PARTING THOUGHTS/SUGGESTIONS
Suggestions as mentioned above. Good imagination to create Griselda's fantasy world. Word count was listed in accordance with the rules. Good luck in the contest.
My review is based on professional editing points. It is meant to be honest, encouraging, and respectful in accordance with WDC guidelines.
THE STORY
A child is looking for a kind face after escaping horror.
WHAT I LIKED
I liked the ending. It offered hope in the face of a tough situtation.
POV NARRATION/TENSE
This is told in the third person omniscent. Good job with narration. Past tense is used appropriately. I might suggest a line break between the 4th and 5th paragraphs when the character POV shifts.
DIALOGUE
There's one line of dialogue which accents the narration. I might suggest using quotes=" and not ' for the dialogue.
DESCRIPTIONS
There's enough to set the scenes.
SETTING
TIME: modern day
PLACE: side of the road
This is something that is clarified for the reader.
CHARACTERS
Josie
There's enough here to understand her motivations; she's looking for a safe haven.
MECHANICS
I might suggest a minor edit for spelling and punctuation.
PARTING THOUGHTS/SUGGESTIONS
Suggestions as mentioned above. The opening engages the reader. A creative take on the picture prompt. A suspenseful vignette. Good luck in the contest.

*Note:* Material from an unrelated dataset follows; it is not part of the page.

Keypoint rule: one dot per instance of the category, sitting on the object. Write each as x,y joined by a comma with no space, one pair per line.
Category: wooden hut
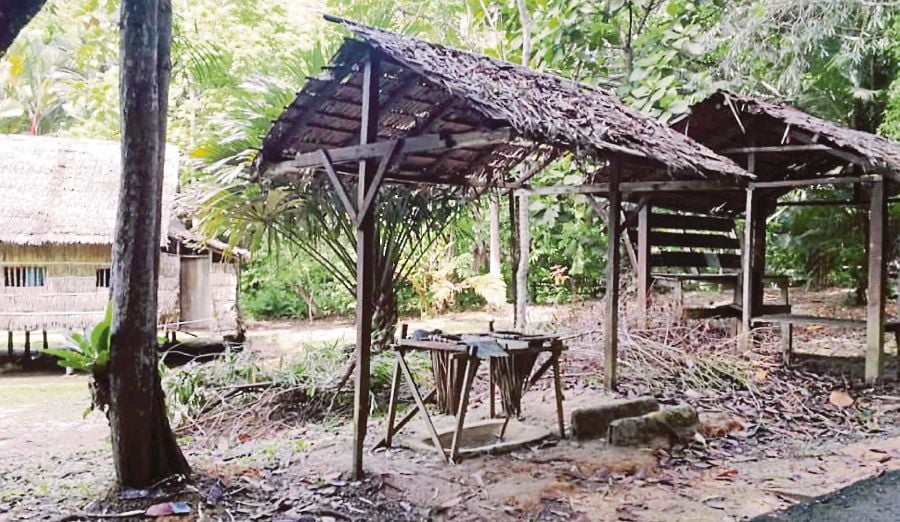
396,109
787,149
57,224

My review is based on professional editing points. It is meant to be honest, encouraging, and respectful in accordance with WDC guidelines.
THE POEM
A thought provoking poem about loss.
WHAT I LIKED
I liked how the poem grew naturally shorter and shorter until the ending. It added to the meaning to the poem; as life got shorter and shorter.
STRUCTURE
This is free form poem. There is no rhythming pattern.
MECHANICS
I did not spot any punctuation mistakes. The poem is easy to read.
DESCRIPTIONS
subtle yet effective. Examples:
Green grass is gone to stay
Memories hang in icy air.
PARTING THOUGHTS/SUGGESTIONS
I thought the title encouraged the reader to mull on the meaning. Expressive. I have no suggestions for improvement. Line count was listed in accordance with the contest rules.
My review is based on professional editing points. It is meant to be honest, encouraging, and respectful in accordance with WDC guidelines.
THE POEM
The poem describes a winter scene in all it's cold beauty.
WHAT I LIKED
I liked the words used to describe the outside:
gnarled trunks
willowy branches
pale, dull, lazy, reluctant mid-day sun
STRUCTURE
This is free form poem. There is no rhythming pattern.
MECHANICS
I did not spot any punctuation mistakes. The poem is easy to read.
DESCRIPTIONS
There's a lot of nice, succinct word play. See above for descriptions. I think the poem paints a vibrant, chily, picture that puts reader nose-to-nose with the window.
PARTING THOUGHTS/SUGGESTIONS
I thought the title matched the poem. Very expressive. I have no suggestions for improvement. Line count was listed in accordance with the contest rules.